I laughed as I set down the basket and pulled on the pair of galoshes that sat next to the door leading to the garden.
“Thank you, Professor, and please thank your countrymen for me. We Americans are so grateful to you. Without your noble efforts the world might have never known the joys of baseball, mega malls or reality television,” I said, retrieving one of my mother’s down-filled winter jackets from where it hung on a peg.
“Again, you’re welcome. Although I can’t tell if those examples were meant as an endorsement or an indictment.”

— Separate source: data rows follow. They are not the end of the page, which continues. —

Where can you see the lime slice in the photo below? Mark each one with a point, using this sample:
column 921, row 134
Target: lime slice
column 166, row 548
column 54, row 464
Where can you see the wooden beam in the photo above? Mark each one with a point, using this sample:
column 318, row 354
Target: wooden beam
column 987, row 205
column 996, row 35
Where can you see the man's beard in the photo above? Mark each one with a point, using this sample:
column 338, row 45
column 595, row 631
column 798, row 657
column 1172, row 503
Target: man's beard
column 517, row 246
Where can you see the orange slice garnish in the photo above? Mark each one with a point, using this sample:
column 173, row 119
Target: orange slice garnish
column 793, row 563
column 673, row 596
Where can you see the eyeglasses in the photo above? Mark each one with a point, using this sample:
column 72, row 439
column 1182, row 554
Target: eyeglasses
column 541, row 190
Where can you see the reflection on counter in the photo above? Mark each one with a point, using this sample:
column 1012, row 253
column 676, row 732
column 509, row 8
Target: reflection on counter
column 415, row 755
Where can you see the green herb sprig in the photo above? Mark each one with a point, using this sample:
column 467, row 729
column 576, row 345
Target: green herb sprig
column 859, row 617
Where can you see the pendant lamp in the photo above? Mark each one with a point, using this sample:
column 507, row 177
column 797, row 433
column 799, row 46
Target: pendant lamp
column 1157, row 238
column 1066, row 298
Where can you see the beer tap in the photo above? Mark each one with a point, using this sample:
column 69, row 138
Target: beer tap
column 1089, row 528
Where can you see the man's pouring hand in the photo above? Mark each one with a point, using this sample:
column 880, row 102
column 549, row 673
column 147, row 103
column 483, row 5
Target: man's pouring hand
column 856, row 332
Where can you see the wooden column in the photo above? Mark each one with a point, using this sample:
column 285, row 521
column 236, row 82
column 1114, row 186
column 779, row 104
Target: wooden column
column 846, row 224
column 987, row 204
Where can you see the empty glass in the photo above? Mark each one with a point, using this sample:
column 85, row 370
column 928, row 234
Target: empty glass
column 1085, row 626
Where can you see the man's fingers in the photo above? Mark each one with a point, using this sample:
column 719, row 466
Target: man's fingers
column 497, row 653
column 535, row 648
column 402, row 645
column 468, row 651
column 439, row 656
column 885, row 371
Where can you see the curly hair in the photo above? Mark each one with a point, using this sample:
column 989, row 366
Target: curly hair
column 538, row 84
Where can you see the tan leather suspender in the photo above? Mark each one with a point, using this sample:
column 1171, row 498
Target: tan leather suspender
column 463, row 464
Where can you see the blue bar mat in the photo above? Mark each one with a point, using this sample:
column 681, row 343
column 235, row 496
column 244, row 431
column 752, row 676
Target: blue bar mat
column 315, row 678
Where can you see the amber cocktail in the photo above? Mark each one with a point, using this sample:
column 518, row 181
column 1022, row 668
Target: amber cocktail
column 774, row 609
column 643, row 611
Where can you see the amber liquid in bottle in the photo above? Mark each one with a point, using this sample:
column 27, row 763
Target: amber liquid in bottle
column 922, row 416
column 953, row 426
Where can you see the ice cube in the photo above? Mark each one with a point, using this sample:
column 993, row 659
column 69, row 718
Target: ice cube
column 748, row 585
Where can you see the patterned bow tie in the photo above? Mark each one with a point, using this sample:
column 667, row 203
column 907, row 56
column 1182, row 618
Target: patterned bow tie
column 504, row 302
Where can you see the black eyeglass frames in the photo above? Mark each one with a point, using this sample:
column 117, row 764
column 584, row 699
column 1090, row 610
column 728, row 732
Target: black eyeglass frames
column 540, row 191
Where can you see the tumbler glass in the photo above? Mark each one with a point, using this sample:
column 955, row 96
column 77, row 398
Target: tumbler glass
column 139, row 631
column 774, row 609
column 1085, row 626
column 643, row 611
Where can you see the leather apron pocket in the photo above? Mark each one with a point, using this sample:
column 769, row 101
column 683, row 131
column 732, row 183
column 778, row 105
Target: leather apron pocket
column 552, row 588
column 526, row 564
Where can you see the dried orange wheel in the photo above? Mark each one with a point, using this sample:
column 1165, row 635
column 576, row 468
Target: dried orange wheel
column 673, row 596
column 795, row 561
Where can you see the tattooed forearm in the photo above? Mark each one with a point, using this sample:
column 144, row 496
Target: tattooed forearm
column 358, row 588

“Neither can I, actually,” I said as I threw the winter coat over my shoulders.
“I think I prefer observing this process in reverse,” he said, the Professor’s voice coming from inside the sleeve I was currently sliding my arm through. “Don’t get me wrong, you’re no doubt just as becoming cocooned in puffy coat or whatever this is, as you are in bits of lacy nothingness, but I’d be lying if I didn’t say I prefer the nothings.”
“Right, well, while it’s always a bit warmer here by the seashore, it’s still November and it snowed today, so I’m afraid you’ll have to learn to love the puffy coat,” I said, and stepped out into the garden.
* * *
The path of my mother’s garden wound through what looked like a vegetative crime scene. A layer of snow blanketed sleeping ferns and drooping succulents, and edged the perimeter of a few evergreens with the stark grace of a chalk outline.
“In the summer, this garden is amazing. At the moment it is, underwhelming at best, ” I said as I plodded across paving stones and ducked under a branch to the staircase that led down the hill from the garden to the beach below. “So we’ll skip it, and just head down to the pavilion.”